Мордонт Мертон также был занят мыслями, весьма далекими от тех, что волновали будущего реформатора возмутительных шетлендских нравов. Юноша сидел за столом между двумя веселыми красотками страны Туле, которые, не обижаясь на то, что в прежние времена он отдавал предпочтение дочерям юдаллера, радовались случаю, пославшему им столь приятного собеседника, который к тому же, будучи их соседом по столу, мог, весьма вероятно, оказаться еще их кавалером в предстоящих танцах. Расточая, однако, своим прелестным соседкам все принятые в обществе любезности, Мордонт не переставал украдкой, но вместе с тем весьма внимательно следить за охладевшими к нему приятельницами, Минной и Брендой. Время от времени посматривал он и на юдаллера, однако не мог заметить в нем ничего, кроме обычного радушного и несколько шумного проявления гостеприимства, которым Магнус имел обыкновение оживлять подобные торжественные пиршества. Но по различному выражению лиц обеих девушек Мордонт угадал многое, что навело его на весьма печальные мысли.
Капитан Кливленд сидел между сестрами и усердно ухаживал за обеими, но Мордонту, который со своего места мог видеть и слышать большую часть того, что между ними происходило, казалось, что особое предпочтение отдает он старшей.

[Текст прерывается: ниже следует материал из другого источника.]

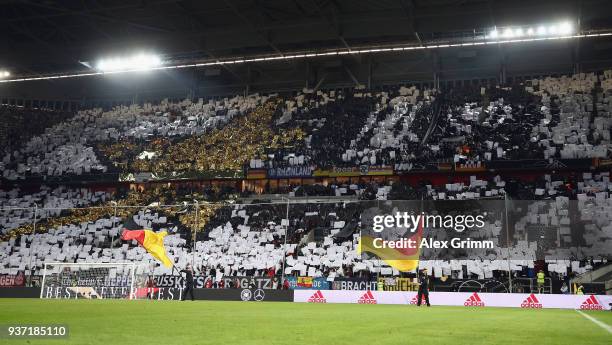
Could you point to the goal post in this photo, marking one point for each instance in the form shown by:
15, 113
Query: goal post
121, 280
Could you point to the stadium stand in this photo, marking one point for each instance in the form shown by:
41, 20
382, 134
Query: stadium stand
406, 128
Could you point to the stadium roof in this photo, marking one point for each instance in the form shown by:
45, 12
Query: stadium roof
48, 36
52, 36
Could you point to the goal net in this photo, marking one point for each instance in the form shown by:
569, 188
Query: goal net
94, 281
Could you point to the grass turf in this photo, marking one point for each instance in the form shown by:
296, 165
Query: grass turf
211, 322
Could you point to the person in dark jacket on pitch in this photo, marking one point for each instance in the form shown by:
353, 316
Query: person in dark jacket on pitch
423, 288
188, 282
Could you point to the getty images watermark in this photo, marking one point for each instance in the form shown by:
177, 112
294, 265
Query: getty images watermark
409, 230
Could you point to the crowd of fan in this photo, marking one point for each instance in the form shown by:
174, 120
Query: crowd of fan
242, 239
566, 117
96, 141
403, 127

Это, видимо, замечала и младшая, ибо она неоднократно бросала взгляд в сторону Мордонта, и юноше чудилось, что он видит в нем нечто похожее на сожаление о прерванной дружбе и печальное воспоминание о прежних, лучших временах. Минна же была всецело поглощена любезностями своего соседа, и самый факт этот приводил Мордонта в изумление и негодование.
Минна, такая серьезная, благоразумная, сдержанная, самые черты и манеры которой изобличали возвышенный характер, Минна, любящая уединение и те пути познания, на которых люди предпочитают обходиться без спутников, Минна — враг пустого веселья, подруга задумчивой печали, страстная любительница одиноких прогулок к горным источникам и глухим долинам, одним словом — девушка, по самому своему нраву не способная плениться смелыми, грубыми и дерзкими ухаживаниями такого человека, как капитан Кливленд, отдавала, однако, ему, пока он сидел рядом с ней, все свое внимание, вся была зрение и слух и внимала ему с такими интересом и благосклонностью, которые для Мордонта, хорошо умевшего читать ее чувства по выражению лица, были явным признаком величайшего с ее стороны увлечения. Когда юноша понял это, в сердце его вспыхнуло возмущение, распространившееся как на избранника Минны, который занял его место, так и на нее саму, столь опрометчиво изменившую своему собственному характеру.